FII Priority Europe urges Europe to own the AI stack and rearm faster

Rome summit delegates called on Europe to control chips, compute and defence procurement before rivals move faster and further ahead.

A bright control room features rows of desks with chairs and multiple computer monitors displaying blue data graphics, facing a large curved wall screen showing a world map and data visualizations, with city buildings visible through large

The FII Institute's Priority Europe 2026 summit closed in Rome on Friday with a blunt verdict from its assembled heads of state, ministers, military commanders and technology founders: the continent has spent long enough producing frameworks and roadmaps, and must now convert commitments into deployed capital and operational capability.

The two-day gathering, convened under the FII Institute's Saudi-headquartered nonprofit umbrella, drew together streams that rarely share a stage: defence procurement reform, sovereign AI infrastructure, institutional quality as an investment variable, and European industrial competitiveness. The collision of those agendas in a single venue is itself a signal of how quickly strategic autonomy has become a cross-sector imperative rather than a policy-seminar abstraction.

The regulatory drag on deployment

Travis Kalanick, CEO of Atoms and founder of Uber, used a fireside session on autonomous systems to articulate a friction that runs well beyond his own industry. "When the regulatory process becomes the outcome, something that is genuinely good for people can roll out a decade late," he said. "That is how innovation gets delayed even when the benefits are already clear."

The observation carried weight because it applies symmetrically across verticals. European AI founders, autonomous-vehicle developers, biotech sponsors and fintech operators have all cited compliance timelines as a structural disadvantage relative to US and Chinese competitors. Kalanick's framing recast the debate: the cost of regulatory caution is not abstract risk avoidance, but measured in compounded years of ceded market share.

Sovereign AI: owning the full stack

Aidan Gomez, CEO and co-founder of Cohere, offered perhaps the summit's sharpest definition of what AI sovereignty actually requires in practice. "Countries need capabilities that no one else can mess with, see the data inside of, or switch off at will," he said. "That is what true AI sovereignty means."

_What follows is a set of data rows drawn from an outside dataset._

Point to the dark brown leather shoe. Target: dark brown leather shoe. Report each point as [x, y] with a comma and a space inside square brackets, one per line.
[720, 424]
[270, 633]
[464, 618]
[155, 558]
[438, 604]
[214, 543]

Gomez's argument extended the sovereignty conversation from model governance into physical infrastructure: chips, compute clusters, energy supply and data centres must be treated as critical national assets on a par with power grids and rail networks. With Europe generating around 18% of global GDP while capturing a disproportionately small share of global AI investment, the infrastructure deficit is both a competitiveness and a security question.

The defence build-out adds urgency. Admiral Giuseppe Cavo Dragone, Chair of the NATO Military Committee, addressed the EU's ReArm Europe plan, which is mobilising €800 billion through 2029, and rejected the premise that sovereignty and alliance are competing objectives. Italian Defence Minister Guido Crosetto added the industrial side of the equation: "The biggest enemy of every industry is time. European industry does not have many years to renovate itself, and the goal now, especially in defense, must be to speed up the journey from prototypization to production."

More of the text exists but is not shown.